Bitcoin’s Risk-Adjusted Returns Decline Amid Volatility in Early 2025
Bitcoin has faced a turbulent start to 2025, with sharp price swings leading to a decline in its risk-adjusted returns, according to data from research firm Ecoinometrics.
While Bitcoin’s total returns over the past year have remained in line with gold—a traditional safe-haven asset—its risk-adjusted performance suggests it is behaving more like a major stock index, with heightened volatility impacting its profitability metrics.
Risk-adjusted returns evaluate an asset’s profitability relative to its price fluctuations. A higher ratio signals strong returns with lower volatility, while a lower ratio reflects increased instability.

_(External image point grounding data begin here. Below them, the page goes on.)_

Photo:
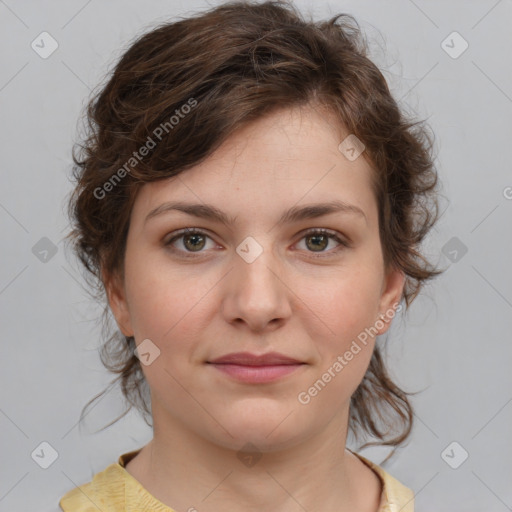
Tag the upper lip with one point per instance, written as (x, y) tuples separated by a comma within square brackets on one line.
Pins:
[(248, 359)]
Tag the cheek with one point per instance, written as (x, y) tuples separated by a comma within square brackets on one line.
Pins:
[(166, 304), (345, 304)]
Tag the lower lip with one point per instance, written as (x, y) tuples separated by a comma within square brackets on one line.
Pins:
[(257, 374)]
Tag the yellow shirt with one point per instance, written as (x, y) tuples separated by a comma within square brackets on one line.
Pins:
[(116, 490)]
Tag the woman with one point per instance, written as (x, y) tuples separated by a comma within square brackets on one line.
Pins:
[(251, 200)]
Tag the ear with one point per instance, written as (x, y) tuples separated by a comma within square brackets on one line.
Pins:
[(116, 296), (391, 295)]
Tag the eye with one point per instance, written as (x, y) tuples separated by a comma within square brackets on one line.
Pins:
[(194, 240), (318, 240)]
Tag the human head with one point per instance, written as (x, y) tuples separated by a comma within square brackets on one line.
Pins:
[(192, 86)]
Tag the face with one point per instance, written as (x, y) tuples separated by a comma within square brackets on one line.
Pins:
[(197, 288)]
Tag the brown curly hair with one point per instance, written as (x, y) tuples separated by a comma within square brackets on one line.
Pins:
[(212, 73)]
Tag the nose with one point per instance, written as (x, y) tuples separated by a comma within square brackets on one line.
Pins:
[(256, 294)]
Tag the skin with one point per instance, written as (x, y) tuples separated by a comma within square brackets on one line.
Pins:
[(288, 301)]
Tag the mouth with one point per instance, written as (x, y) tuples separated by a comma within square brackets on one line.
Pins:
[(256, 369)]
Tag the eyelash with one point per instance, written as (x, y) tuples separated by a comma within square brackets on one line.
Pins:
[(315, 231)]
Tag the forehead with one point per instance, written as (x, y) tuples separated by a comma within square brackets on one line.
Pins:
[(290, 156)]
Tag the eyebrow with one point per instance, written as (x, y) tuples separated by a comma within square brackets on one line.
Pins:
[(294, 214)]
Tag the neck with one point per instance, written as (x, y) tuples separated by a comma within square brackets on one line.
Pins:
[(311, 474)]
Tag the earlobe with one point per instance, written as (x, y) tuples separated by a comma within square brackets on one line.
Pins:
[(390, 299), (116, 297)]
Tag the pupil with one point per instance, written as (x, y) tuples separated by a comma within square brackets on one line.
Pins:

A combination of trade war concerns, escalating geopolitical tensions, and uncertainty surrounding President Trump’s stance on cryptocurrency regulations have contributed to Bitcoin’s recent struggles. As a result, Bitcoin is down modestly so far in 2025, while gold has surged over 11% year-to-date.
“Bitcoin and gold currently exhibit no correlation, with a 20-day moving average on a five-year time frame showing a negative relationship,” said CoinDesk analyst James Van Straten. “Historically, when this correlation turns negative, Bitcoin tends to be at a market bottom—this was evident in early 2023, summer 2023, summer 2024, and now. BTC typically rebounds to align with gold’s trajectory.”
This shift could influence Bitcoin’s attractiveness to institutional investors, who generally seek assets with strong risk-adjusted returns. While Bitcoin’s long-term positioning as “digital gold” remains intact, its short-term behavior increasingly resembles that of equities rather than a traditional safe-haven asset.